Hardware sales: 706.3 million yen
Software sales: 1016.3 million yen
Total: 1722.6 million yen (US$1.685 billion)

Japan’s console market in the first half of 2013:

Hardware sales: 663.9 million yen
Software sales: 1056.3 million yen
Total: 1720.2 million yen (US$1.683 billion)

In US dollars, Dr. Toto writes, the difference between the two periods is a paltry 2.3 million. Hardly the kind of leap one would expect following the arrival of the same console that is flying off the shelves in pretty much every other country around the world.

So what’s going on Japan? Why aren’t gamers scrambling to pick up PS4s like those in the US and UK? The two main reasons the console is failing to create any real buzz, industry pundits suggest, are the seemingly unstoppable rise of mobile games and a lack of software which appeals to Japanese audiences.

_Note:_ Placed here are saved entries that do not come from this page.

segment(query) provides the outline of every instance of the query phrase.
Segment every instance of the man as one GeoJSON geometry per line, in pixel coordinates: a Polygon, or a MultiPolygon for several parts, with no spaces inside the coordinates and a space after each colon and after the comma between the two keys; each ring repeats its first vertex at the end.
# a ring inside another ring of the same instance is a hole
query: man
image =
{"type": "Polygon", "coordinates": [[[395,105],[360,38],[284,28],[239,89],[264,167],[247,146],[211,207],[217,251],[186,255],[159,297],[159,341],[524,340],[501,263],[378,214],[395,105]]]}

It is ironic to think that Japanese gamers should still be left wanting for PlayStation 4 software that really speaks to them, especially considering that Sony execs cited a desire to ensure “a good line-up of titles for Japan” when explaining their decision to delay the launch of the console in its homeland. But a quick look at the Japanese software charts (which for the last week of June shows just one PS4 title, Ubisoft’s heavily hyped Watch Dogs, in the top 10) certainly suggests that developers here have yet to embrace Sony’s new machine, and for that reason consumers too are happy to stick with their PS3, which is still getting just as much love as its new sibling.

The real hurdle console makers face, though, is the enormous popularity of mobile gaming. Now worth $5.4 million, the smartphone game market currently accounts for roughly half of the value of Japan’s game industry. Little wonder, then, that the arrival of a new console – even one that is breaking records and far exceeding its parent company’s projections elsewhere – should barely even register on consumers’ consciousness.

The arrival of software that better appeals to Japanese tastes may spark a jump in sales in the months to come, and we may see PlayStation 4 picking up steam as increasing numbers of developers make the switch to the new hardware, but right now the forecast for Japan’s console market is not looking especially bright. Sony will no doubt continue to focus its efforts on Western markets where PlayStation 4 remains a hot-seller and software sales have so far been much stronger. Whether that will result in Japan being left even further behind in the future, though, remains to be seen.